Has he allowed the ANC Youth League to influence his removal of Pandor?

EDITORIAL: PRESIDENT Jacob Zuma has taken the oath, made his inauguration speech and announced his Cabinet in a weekend of huge political change.

He has started his presidency on a bright note, staying away from rancour and vengeance in favour of reconciliation and harmony.

He has made a point of underscoring the Nelson Mandela legacy of nation building, positive political energy and racial harmony.

This was underscored by Nelson Mandela’s appearance at his inauguration, a considerable effort from the 90-year-old statesman.

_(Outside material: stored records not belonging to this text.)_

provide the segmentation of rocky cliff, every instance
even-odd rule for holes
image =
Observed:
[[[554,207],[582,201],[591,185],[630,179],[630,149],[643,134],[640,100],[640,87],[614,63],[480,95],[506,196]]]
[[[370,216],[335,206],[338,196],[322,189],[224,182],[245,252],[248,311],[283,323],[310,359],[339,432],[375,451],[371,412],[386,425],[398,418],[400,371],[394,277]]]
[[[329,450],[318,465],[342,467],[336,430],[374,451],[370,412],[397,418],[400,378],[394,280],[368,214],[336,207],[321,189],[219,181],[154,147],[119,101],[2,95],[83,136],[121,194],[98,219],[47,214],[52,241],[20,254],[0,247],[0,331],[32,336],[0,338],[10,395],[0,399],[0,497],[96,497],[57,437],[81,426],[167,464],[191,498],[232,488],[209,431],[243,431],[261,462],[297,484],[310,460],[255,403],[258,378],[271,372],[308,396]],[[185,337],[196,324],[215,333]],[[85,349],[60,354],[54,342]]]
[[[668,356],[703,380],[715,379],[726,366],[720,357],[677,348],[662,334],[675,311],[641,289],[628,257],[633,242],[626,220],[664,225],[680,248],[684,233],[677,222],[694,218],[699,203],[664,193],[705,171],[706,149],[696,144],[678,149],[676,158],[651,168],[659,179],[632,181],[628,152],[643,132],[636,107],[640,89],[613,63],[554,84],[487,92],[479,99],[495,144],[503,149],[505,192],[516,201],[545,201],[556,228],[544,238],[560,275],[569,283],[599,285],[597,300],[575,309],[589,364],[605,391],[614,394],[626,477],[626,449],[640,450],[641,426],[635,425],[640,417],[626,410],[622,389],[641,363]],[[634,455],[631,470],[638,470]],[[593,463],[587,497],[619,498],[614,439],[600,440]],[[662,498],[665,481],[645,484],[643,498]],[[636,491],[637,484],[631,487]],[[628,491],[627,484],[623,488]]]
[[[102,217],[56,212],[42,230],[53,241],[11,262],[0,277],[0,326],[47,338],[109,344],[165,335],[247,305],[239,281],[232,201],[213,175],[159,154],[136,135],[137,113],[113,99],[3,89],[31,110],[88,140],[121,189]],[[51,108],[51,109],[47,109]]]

Zuma’s Cabinet choices give us an idea of how he intends to tackle the five priorities he has identified: education, health, land reform, fighting crime and creating jobs.

Zuma intends to drive implementation with a powerful new planning commission, headed by Trevor Manuel.

But are his line ministers the best choices? Heading the new Basic Education ministry is Angie Motshekga. Could it be that Zuma has allowed the ANC Youth League to influence the removal of the highly competent Naledi Pandor from this position after their recent political falling out?

Then there is the unknown quantity Aaron Motsoaledi, who has been given the health portfolio.

The movement of Barbara Hogan to Trade and Industry is puzzling given the big impact she has had on changing perceptions of health policy in her brief tenure under Kgalema Motlanthe.

The appointment of Rob Davies to Trade and Industry does not signal that industrial development is being kicked into top gear.

What is puzzling is why Zuma did not put his heaviest political muscle in Tokyo Sexwale, Lindiwe Sisulu and Pandor to work on his key priorities.